Soft delete with Specification
public class SoftDeleteSpec {
public static <T> Specification<T> notDeleted() {
return (root, query, cb) -> cb.isFalse(root.get("deleted"));
}
}
// Every query automatically filters:
List<Order> activeOrders = orderRepository.findAll(
OrderSpecs.hasStatus(ACTIVE).and(SoftDeleteSpec.notDeleted())
);
5. Trade-offs
| Advantage | Disadvantage |
|---|---|
| No boilerplate CRUD code | Generated queries are not always optimal |
| Query derivation for fast prototyping | Long method names become unreadable |
| Unified API (JPA, Mongo, Redis) | Store-specific optimizations are lost |
| Built-in Pageable/Sort | COUNT queries are expensive on large tables |
| Audit, Specification, Projection | Learning curve for advanced features |
When to use Spring Data
- Standard CRUD + queries on a relational database
- Rapid prototyping with a simple domain model
- Unified access across multiple data stores
When NOT to use Spring Data (repository abstraction)
- Complex analytical queries (JOOQ or native SQL is better)
- Extreme performance requirements (JdbcTemplate, raw SQL)
- Non-relational models where the repository pattern does not fit
6. Common Mistakes
❌ Excessively long derived query names
// BAD: unreadable
List<User> findByActiveAndRoleAndCreatedAtAfterAndEmailContaining(
boolean active, String role, LocalDate date, String email);
// GOOD: use @Query or Specification
@Query("SELECT u FROM User u WHERE u.active = :active AND u.role = :role " +
"AND u.createdAt > :date AND u.email LIKE %:email%")

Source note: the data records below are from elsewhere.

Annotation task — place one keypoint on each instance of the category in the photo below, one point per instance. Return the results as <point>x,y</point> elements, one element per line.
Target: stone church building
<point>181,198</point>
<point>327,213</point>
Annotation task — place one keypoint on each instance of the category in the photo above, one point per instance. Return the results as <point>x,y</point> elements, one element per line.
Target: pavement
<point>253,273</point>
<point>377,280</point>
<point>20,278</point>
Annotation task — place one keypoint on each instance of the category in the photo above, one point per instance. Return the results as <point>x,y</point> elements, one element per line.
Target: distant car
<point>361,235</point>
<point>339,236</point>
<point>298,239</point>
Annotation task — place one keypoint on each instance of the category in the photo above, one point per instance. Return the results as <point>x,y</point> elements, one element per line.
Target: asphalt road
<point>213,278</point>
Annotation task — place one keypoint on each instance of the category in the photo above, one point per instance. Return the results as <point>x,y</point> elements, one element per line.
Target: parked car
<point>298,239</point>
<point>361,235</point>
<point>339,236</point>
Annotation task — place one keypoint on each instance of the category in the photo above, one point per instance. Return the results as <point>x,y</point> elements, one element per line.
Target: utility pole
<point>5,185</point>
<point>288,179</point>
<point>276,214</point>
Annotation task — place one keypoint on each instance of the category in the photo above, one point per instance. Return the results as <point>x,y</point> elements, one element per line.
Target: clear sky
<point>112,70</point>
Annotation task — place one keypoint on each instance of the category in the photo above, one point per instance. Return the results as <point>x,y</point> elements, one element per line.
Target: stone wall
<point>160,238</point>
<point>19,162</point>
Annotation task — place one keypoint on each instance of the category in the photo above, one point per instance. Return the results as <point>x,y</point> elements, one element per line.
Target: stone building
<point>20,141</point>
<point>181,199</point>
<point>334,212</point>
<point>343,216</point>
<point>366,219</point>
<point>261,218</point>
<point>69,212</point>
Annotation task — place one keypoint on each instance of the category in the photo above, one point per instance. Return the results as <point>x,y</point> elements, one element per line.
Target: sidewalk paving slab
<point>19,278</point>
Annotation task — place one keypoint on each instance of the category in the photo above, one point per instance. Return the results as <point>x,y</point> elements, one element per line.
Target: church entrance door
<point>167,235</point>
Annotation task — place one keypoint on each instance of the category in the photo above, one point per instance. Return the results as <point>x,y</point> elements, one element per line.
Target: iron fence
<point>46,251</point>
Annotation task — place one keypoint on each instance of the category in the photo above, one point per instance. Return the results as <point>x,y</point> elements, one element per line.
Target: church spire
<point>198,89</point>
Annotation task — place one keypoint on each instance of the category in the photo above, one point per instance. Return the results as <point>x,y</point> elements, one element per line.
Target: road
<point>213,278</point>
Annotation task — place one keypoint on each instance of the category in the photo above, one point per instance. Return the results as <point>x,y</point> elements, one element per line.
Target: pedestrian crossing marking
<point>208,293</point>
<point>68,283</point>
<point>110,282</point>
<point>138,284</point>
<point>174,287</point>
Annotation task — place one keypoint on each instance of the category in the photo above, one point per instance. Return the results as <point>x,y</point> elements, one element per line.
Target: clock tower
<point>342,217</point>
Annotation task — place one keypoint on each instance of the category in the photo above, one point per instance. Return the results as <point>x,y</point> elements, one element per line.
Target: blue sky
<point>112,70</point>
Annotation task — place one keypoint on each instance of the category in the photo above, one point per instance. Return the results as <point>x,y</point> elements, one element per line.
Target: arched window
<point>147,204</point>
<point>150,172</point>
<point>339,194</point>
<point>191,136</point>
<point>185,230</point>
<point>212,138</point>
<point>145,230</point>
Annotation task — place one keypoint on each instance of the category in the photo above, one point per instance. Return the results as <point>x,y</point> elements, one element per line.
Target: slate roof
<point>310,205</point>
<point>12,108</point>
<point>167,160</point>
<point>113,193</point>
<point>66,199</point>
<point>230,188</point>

List<User> searchUsers(@Param("active") boolean active,
@Param("role") String role,
@Param("date") LocalDate date,
@Param("email") String email);
❌ Using Page when you don't need total count
// BAD: Page<T> always executes an additional COUNT query
Page<Order> page = orderRepository.findAll(pageable);
// GOOD: use Slice if total count is not needed
Slice<Order> slice = orderRepository.findByStatus(status, pageable);
❌ Missing @Modifying on UPDATE/DELETE @Query
// BAD: throws exception — not a SELECT query
@Query("DELETE FROM User u WHERE u.active = false")
void deleteInactive();
// GOOD: @Modifying signals a write operation
@Modifying
@Query("DELETE FROM User u WHERE u.active = false")
void deleteInactive();
❌ N+1 queries in findAll
// BAD: if Order has a LAZY items collection
List<Order> orders = orderRepository.findAll();
orders.forEach(o -> o.getItems().size()); // N extra queries!
// GOOD: JOIN FETCH with custom query
@Query("SELECT o FROM Order o JOIN FETCH o.items")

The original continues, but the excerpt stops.